The ‘fairness’ or ‘appropriateness’ of rates may therefore be considered in the light of these two criteria:
- The extent to which those who receive the benefits of council’s expenditure also pay for those benefits—the so called ‘benefit principle’
- The extent to which those who pay to support council’s functions have the ability to pay for that support—the so called ‘ability to pay principle’
It probably goes without saying that a rate that is fair when judged by the benefit principle may not be fair according to the ability to pay principle, and vice versa.
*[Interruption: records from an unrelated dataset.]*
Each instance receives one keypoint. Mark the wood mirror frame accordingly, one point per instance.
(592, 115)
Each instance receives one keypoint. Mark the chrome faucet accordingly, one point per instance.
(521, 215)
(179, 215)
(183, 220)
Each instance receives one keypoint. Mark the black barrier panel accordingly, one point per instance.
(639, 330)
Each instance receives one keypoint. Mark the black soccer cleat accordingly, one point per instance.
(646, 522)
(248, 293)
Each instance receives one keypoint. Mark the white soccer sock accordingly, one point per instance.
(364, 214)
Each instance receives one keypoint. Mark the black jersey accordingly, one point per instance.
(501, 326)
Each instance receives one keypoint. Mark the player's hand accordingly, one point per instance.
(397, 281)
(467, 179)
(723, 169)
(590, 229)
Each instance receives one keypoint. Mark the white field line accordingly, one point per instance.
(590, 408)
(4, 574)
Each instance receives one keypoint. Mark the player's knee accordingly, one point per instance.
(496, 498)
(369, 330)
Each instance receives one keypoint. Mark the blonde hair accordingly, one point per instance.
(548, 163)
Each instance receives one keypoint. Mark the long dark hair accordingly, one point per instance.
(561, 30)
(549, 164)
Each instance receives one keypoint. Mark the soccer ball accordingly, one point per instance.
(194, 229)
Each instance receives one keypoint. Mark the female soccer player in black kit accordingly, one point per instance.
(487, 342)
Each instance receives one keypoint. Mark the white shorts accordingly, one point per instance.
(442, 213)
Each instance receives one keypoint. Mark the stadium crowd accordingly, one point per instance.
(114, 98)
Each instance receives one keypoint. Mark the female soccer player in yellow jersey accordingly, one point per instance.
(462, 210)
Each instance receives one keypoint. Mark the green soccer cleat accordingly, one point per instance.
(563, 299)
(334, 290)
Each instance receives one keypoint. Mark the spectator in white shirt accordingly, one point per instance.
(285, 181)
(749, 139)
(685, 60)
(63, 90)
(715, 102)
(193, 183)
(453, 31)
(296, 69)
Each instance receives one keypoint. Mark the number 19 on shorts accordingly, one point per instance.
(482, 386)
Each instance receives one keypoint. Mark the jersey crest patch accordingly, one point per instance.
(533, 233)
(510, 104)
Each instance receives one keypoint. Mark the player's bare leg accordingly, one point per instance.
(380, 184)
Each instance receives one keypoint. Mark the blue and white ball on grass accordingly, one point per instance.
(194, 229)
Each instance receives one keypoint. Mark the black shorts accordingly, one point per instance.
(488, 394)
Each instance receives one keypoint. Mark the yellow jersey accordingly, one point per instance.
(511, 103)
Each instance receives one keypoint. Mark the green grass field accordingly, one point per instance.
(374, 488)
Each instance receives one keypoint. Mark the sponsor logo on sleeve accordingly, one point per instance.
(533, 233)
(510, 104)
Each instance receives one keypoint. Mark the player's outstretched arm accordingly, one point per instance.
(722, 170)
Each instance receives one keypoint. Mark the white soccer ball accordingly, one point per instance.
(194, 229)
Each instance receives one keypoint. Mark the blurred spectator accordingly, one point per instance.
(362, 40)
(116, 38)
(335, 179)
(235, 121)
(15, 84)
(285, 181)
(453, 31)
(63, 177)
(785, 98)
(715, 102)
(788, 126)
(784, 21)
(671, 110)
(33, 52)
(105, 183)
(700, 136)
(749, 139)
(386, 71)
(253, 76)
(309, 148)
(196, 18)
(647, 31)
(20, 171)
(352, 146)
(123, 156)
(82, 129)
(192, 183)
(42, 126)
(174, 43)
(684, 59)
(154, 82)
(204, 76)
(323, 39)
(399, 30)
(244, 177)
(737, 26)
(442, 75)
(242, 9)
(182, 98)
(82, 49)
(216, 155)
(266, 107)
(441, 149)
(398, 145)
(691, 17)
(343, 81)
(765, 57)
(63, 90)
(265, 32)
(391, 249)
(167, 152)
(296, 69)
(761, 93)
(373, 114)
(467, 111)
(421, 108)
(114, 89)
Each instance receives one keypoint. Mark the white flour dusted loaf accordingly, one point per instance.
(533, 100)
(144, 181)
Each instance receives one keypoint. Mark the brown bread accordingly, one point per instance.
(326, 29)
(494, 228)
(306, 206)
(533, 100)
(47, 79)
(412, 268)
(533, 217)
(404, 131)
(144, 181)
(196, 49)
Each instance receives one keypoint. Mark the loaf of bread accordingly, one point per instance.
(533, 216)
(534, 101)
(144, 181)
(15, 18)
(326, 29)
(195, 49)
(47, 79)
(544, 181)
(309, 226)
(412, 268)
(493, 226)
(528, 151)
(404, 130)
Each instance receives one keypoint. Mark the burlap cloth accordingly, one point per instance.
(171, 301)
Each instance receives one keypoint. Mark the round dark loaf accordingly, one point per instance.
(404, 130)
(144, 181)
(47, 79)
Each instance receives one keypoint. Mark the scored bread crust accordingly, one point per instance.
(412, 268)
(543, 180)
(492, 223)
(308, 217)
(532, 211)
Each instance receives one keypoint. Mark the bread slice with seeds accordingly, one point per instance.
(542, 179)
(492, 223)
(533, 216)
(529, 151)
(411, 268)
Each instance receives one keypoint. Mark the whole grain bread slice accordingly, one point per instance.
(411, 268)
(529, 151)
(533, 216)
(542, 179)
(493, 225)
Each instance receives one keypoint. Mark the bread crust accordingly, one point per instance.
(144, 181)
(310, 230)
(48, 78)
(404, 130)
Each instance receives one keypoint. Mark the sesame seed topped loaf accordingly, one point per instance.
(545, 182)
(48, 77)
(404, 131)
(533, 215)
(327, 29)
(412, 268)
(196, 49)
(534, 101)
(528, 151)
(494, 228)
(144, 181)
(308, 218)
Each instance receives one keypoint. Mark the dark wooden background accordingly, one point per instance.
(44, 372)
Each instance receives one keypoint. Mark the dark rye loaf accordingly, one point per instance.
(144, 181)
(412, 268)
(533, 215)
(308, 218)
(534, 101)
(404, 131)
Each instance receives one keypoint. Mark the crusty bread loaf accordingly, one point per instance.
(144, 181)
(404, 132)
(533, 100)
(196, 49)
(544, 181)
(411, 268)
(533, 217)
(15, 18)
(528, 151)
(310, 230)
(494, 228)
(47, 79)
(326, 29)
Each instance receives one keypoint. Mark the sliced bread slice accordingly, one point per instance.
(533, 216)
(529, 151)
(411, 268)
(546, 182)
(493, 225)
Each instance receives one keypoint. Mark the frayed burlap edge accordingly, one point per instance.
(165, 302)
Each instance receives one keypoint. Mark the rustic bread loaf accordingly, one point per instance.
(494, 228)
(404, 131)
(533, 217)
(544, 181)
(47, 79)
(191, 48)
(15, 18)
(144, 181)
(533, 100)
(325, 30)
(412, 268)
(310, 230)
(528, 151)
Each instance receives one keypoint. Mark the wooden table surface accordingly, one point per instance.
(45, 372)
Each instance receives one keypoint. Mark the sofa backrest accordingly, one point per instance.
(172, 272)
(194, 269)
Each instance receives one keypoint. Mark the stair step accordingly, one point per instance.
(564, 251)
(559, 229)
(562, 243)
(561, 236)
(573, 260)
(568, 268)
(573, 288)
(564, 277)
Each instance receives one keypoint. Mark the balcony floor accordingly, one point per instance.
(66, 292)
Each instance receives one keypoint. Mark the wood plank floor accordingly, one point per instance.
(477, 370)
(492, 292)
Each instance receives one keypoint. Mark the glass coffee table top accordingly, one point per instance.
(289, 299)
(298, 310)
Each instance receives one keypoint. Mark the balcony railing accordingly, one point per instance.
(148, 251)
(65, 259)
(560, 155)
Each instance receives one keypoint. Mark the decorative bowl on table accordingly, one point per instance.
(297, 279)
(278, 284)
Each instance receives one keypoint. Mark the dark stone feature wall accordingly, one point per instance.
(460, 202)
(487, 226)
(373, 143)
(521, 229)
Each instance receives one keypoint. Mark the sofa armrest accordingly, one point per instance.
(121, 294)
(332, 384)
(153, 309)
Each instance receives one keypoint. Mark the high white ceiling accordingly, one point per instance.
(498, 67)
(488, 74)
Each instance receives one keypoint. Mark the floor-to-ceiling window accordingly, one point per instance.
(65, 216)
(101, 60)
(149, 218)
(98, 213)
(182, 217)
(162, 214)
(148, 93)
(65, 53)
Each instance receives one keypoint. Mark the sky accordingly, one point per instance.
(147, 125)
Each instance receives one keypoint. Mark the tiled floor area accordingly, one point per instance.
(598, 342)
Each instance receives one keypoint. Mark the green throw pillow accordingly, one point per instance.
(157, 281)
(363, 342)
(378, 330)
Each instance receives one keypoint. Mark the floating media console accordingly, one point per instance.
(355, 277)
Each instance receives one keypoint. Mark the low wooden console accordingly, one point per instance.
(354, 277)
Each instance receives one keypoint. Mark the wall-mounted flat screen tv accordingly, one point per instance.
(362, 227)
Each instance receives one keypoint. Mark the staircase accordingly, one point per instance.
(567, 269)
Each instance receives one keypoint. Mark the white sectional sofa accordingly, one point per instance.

The Act (Clause 493) further requires that any rating system must include four distinct rating categories: farmland, residential, mining and business. A local Council has a degree of freedom in the way it distributes the overall rates burden across these four categories, but distribution of the burden within any category must generally comply with the principles articulated in the Manual. Further, the rating category used in any given situation must reflect the primary activity undertaken on the property so categorised. As such, any correlation between land use zones defined in a Local Environmental Plan and rating categories is largely coincidental—a rural property, for example, regardless of its size, that is used primarily for residential purposes, will generally be rated for residential use and, similarly, a corner shop in a residential area will be rated for business use.
The Act (Clause 529) also allows for a council, at its discretion, to determine sub-categories for one or more categories of rateable land in its area. This provides an additional mechanism by which to control the equitable distribution of the rates burden within a category. For example (Clause 529 (2) (b)), the category “residential” may be further subcategorised according to whether the land is rural residential land or is within a centre of population.
I chose this example quite intentionally because, as I mentioned last month, the definition of rural residential land in the Act is quite specific (and somewhat exceptional), being land that:
- is the site of a dwelling, and
- is not less than 2 hectares and not more than 40 hectares in area, and
- is either:
- not zoned or otherwise designated for use under an environmental planning instrument, or
- zoned or otherwise designated for use under such an instrument for non-urban purposes, and
- does not have a significant and substantial commercial purpose or character.
These are the only criteria by which any parcel of land may be categorised (for rating purposes) as being rural residential, and if the rural residential sub-category is used, all land that fits this definition must be so categorised.